Plusieurs projets sont ainsi en cours pour modifier les pratiques ou les adapter au futur climatique. Certains producteurs de la région ont notamment pris part au projet provincial Alternative à la fléole des prés en condition de stress hydrique, réalisé de 2019 à 2022. Cette plante, également appelée mil, est grandement utilisée dans le fourrage des bovins. Elle tolère toutefois très mal la sécheresse. « Nous avons regardé pour des graminées fourragères alternatives. Nous avons planté ces semis dans des zones de sécheresse connues. Les données ont été prises pendant trois ans à la récolte pour voir les performances au niveau du rendement », résume Mme Gagnon.
Des semis de couverture sont de plus en plus réalisés par les agriculteurs. Véritables engrais verts, ces cultures ont pour but d’entretenir, le plus longtemps possible, un système racinaire vivant dans le sol. Elles ne sont pas récoltées et seront soit détruites par l’hiver ou éliminées au printemps. « Un important objectif de leur usage est de couvrir le sol durant la saison froide pour le protéger de l’érosion hydrique et de la fonte des neiges. Ces cultures vont aussi recycler les éléments nutritifs, amener des matières fertilisantes, apporter de l’azote dans le sol, etc. Elles ont également un avantage sur la biomasse racinaire, qui a un rôle sur la quantité de carbone retenu dans le sol. »
Un guide sur le sujet a été publié l’automne dernier. « Il y a des choses que nous devrons documenter. Nous sommes dans un contexte de région nordique et nous devons voir sur le terrain ce que ça donne, parce que nous ne pouvons pas toujours appliquer directement ce qui se fait dans le sud du Québec », fait cependant remarquer la conseillère en agroenvironnement.
Pas de recette miracle
Au-delà de ces adaptations collectives, Christine Gagnon affirme qu’il n’y a pas de recette miracle applicable tous en matière de résilience face aux changements climatiques. Les agriculteurs régionaux devraient réaliser un plan personnalisé prenant en compte leur situation spécifique. « Il s’agit d’un portrait individuel pour voir ce qui va les toucher au niveau de leur localité et de leur entreprise. Chacun a des conditions de culture différentes, qu’il faut considérer.
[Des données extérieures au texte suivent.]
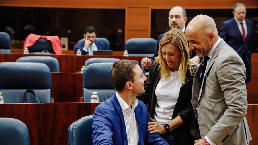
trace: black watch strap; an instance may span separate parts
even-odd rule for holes
[[[169,125],[167,124],[163,124],[163,126],[164,126],[164,128],[165,128],[165,130],[166,130],[167,132],[169,131],[169,130],[170,129],[170,127],[169,126]]]

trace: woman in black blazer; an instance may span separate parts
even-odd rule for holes
[[[192,145],[195,139],[189,129],[194,119],[192,87],[198,66],[189,60],[183,32],[175,29],[166,33],[158,54],[150,67],[145,93],[136,96],[148,104],[151,122],[147,131],[159,133],[170,144]]]

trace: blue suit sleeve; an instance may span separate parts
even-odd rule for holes
[[[113,144],[112,122],[112,117],[108,109],[101,105],[98,106],[93,115],[93,145]]]
[[[148,114],[148,122],[150,121],[150,115]],[[147,132],[146,141],[149,144],[152,145],[167,145],[169,144],[167,141],[164,140],[161,136],[157,133],[151,134],[150,132]]]
[[[227,36],[228,35],[228,30],[226,27],[226,24],[224,22],[222,23],[220,30],[220,37],[227,43]]]

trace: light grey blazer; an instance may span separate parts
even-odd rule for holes
[[[222,39],[210,59],[198,96],[201,66],[194,76],[192,98],[201,137],[207,135],[217,145],[248,144],[252,138],[245,117],[246,72],[241,58]]]

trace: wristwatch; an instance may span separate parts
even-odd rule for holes
[[[169,130],[170,129],[170,127],[169,126],[169,125],[167,124],[163,124],[163,126],[164,126],[164,128],[165,128],[165,130],[166,130],[166,131],[167,132],[169,131]]]

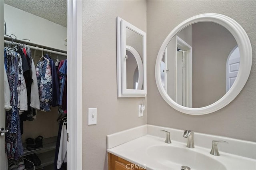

On identifie avec le producteur ses forces et ses faiblesses en lien avec les changements climatiques. Ensuite, on peut établir les pistes d’adaptation », indique-t-elle.
La conseillère ajoute qu’il y a la possibilité, pour les entreprises agricoles, de faire leur bilan carbone. « Cela leur donne un portrait de leur situation actuelle en matière d’émissions de gaz à effet de serre. Ils pourront aussi voir comment elles pourraient séquestrer plus de carbone dans le sol. Elles obtiennent ainsi une description d’où elles se situent et d’où elles peuvent aller. » Les producteurs peuvent ensuite faire des simulations des changements qu’ils souhaitent réaliser afin de valider leur impact potentiel. « Ça va varier en fonction de chacun », conclut Mme Gagnon.